Candy Making Basics
I started making home-made candy about six years ago and through trial and error I have learned some things that are very important to know when making candy. If you are making candy that requires a candy thermometer, try to find a good metal one or a nice digital one. These prove to be more accurate then the glass ones. You may pay a little more but it’s better than having to throw a whole batch of candy in the trash.
When it comes to sugar in candy-making pure cane sugar is preferable. Pure cane sugar melts better and combines well with the other ingredients. Sometimes when using beet sugar you will end up with a gritty texture. Don’t, however, use extra fine sugar. It measures slightly differently than granulated sugar.

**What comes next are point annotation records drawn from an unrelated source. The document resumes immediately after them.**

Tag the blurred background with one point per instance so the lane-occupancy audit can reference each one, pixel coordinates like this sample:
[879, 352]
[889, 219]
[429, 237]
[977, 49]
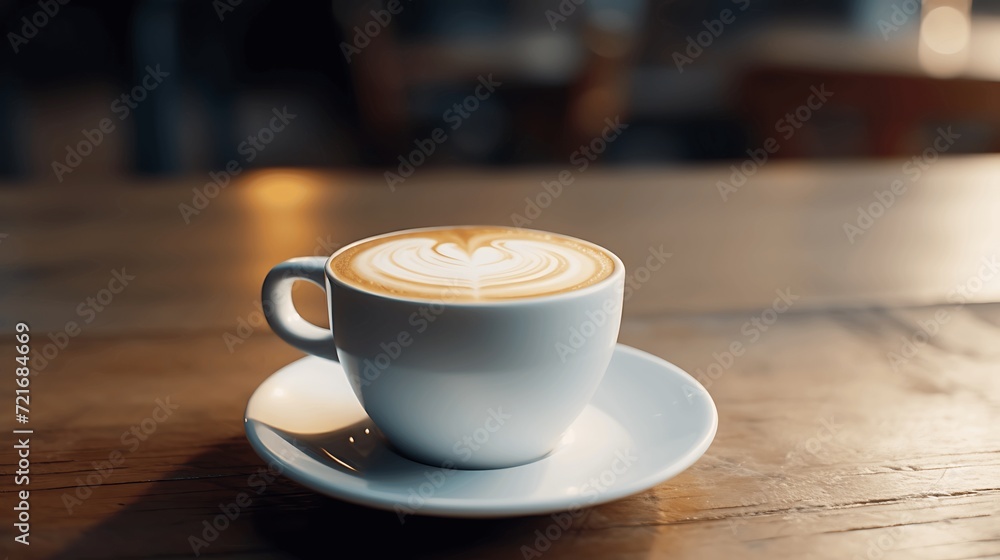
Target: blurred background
[162, 87]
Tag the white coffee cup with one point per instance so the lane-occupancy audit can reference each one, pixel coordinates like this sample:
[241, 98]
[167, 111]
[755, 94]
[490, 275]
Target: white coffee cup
[469, 385]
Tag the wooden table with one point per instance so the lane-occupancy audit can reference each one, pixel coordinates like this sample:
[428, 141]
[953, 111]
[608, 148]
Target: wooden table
[827, 446]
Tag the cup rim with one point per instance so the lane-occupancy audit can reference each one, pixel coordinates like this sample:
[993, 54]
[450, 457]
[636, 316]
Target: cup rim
[616, 274]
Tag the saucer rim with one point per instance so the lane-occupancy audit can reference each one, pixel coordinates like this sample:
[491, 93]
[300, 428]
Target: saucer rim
[438, 506]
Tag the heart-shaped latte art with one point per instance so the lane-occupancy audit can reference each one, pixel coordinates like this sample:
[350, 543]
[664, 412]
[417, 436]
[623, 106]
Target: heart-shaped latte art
[483, 266]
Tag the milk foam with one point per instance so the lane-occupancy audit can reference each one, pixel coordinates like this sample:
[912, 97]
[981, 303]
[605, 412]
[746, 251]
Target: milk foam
[481, 263]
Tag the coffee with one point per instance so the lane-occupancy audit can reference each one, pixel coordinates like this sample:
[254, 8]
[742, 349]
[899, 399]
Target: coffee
[473, 263]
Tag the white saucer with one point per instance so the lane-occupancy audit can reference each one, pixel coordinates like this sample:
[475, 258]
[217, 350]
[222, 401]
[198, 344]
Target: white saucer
[647, 423]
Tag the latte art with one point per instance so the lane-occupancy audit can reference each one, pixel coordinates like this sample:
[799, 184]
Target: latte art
[472, 264]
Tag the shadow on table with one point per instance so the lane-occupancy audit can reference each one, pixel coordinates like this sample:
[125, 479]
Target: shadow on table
[173, 517]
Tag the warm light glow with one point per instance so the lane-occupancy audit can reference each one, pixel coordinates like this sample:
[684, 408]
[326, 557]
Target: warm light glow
[280, 188]
[945, 33]
[945, 30]
[332, 456]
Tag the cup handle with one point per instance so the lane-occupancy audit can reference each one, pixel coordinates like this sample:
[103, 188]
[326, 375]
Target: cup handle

And no matter what do not use artificial sweeteners unless the recipe calls for it.
When cooking candy on the stove-top be sure to use a good heavy aluminum pan. Don’t try to use a nonstick pan. The candy cooks to very high temperatures and can damage the surface of your nonstick pans. Also a heavy aluminum pan with distribute the heat more evenly and your candy is less likely to become scorched. Also, make sure you use a good size pan, to prevent boil over.
Butter and margarine are both acceptable to use when making candy, unless the flavor of the candy requires a buttery flavor, such as toffee. Margarine can be used when you are trying to bring out another flavor such as chocolate or peanut butter.
Suppose you have a problem with sugar crystals sticking to the sides of the pan? Here’s what you can do. Cover the pan when you start the cooking process, the lid holds in the steam and washes the sugar crystals down the side of the pan.
Now lets say you accidentally over-cook the candy. It can be saved as long as it isn’t scorched. Leave the candy on the stove-top and carefully add 1/4 to 1/2 cup of liquid, water, milk, whatever liquid was used in the original recipe. The temperature of the candy should drop and you can continue cooking it until it reaches the correct temperature.
When using chocolate to dip your candies, you need to melt it slowly. You can use the microwave, just make sure you stir it every 30 seconds to keep it from burning. If the chocolate seems too thick you can add one or two tablespoons of oil to it to thin it out. If you have a double boiler, you can use this. When using a double boiler, heat the water to boiling in the lower pan, remove from the heat, place the top pan from the double boiler on top and add the chocolate. Stir the chocolate until it melts. The benefit to using the double boiler is that the temperature of the chocolate does not drop as quickly. Whatever you do, do not let any water get into your chocolate. This will cause the chocolate to seize up and will ruin it.
If you are uncomfortable using baking chocolate for dipping, please feel free to use the chocolate or white bark coatings available at the grocery store. There are also colored candy melts you can get in the craft section of your favorite department store.
Candy-making does not have to be intimidating. There are many recipes that you can try that don’t require a candy thermometer. Start out with something easy and work your way up. Check out some of the recipe web sites on the internet and type in easy candy recipes in the search bar. You will be sure to find some recipes that suit your skill level. It can be a very fun and rewarding hobby.